Do you have any certificates/degrees? I can't think of any quality patient experience you'd get without one. If you do get something worthwhile without the creds. let me know cause I'm hesitant to pay the $1,000 required so I can wipe butts.
 
I am also currently volunteering in a hospital and we also had to do interview. Our interview was pretty formal as in everyone was wearing slacks, dress shirt, and tie. Some even wore suit. I guess it depends on the program.

The questions are pretty standards like why do you want volunteer here, tell me about your strenghts/weakness, and sometimes they also ask hypothetical questions like if a patient ask you for a glass of water and on the way of getting the water a nurse stops you and ask you to deliver speciman to the lab, and then another PCA asks you to help her change a patient. How would you respond? like what's your priority in doing the tasks.

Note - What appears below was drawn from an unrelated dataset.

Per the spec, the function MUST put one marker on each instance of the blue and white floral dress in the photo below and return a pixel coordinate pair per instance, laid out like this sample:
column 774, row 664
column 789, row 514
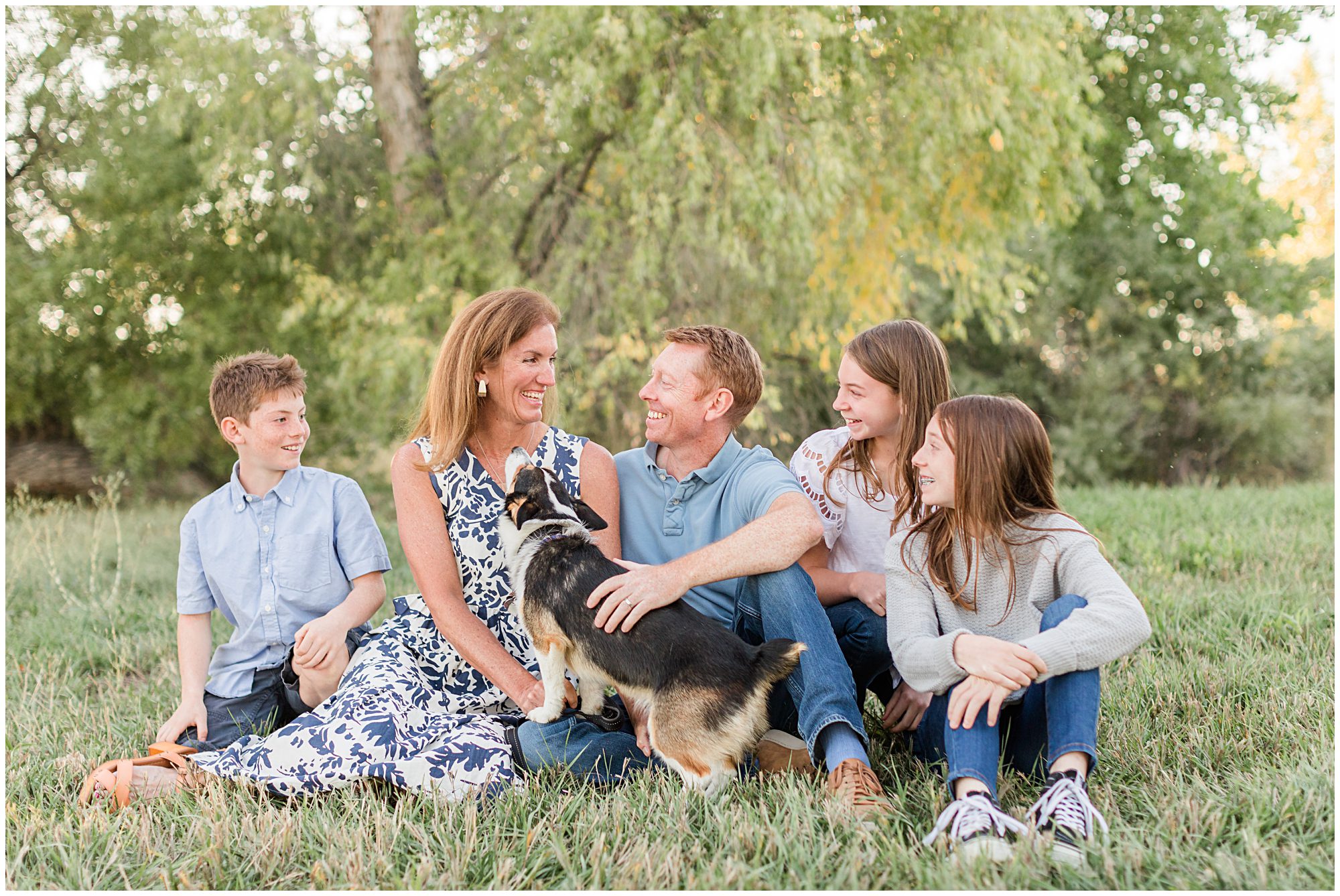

As a student volunteer, most of the time you're gonna be assisting the PCA, like feeding patient, changing patient, talking to patient, run errands for nurses, do some busy paperwork.
But in my program, once you volunteer long enough, you can rotate into better departments like ER and Main OR, where you get to shadow doctors, watch some procedures, scrub in during surgeries. Sometimes you get to see the surgeon operating using some advanced technology like the davinci surgical robot. It's pretty cool stuff although I heard there are quiet few people pass out when they first see surgery haha
 
Don't worry, it will be very low stress. In my interview, the lady just asked me a few basic questions like why I wanted to do it, for how long, what department, what did I hope to gain from the experience, etc. The rest of the time we just talked about what volunteers do. Wear something nice like a dress shirt and khackis, but don't wear a suit. It's a volunteer position, not a job interview. Just make yourself look like a respectable human being and everything will fall into place.
 
Do you have any certificates/degrees? I can't think of any quality patient experience you'd get without one. If you do get something worthwhile without the creds. let me know cause I'm hesitant to pay the $1,000 required so I can wipe butts.

You can wipe my butt for $500.

OP: I'ts not uncommon to interview, but it will be really low-key. Business casual, as you said; no need to wear a tie.

The experience you get is largely up to you. Try to be helpful (they won't ever ask you to wipe a butt or anything close to it), but also have fun and get what you want from it.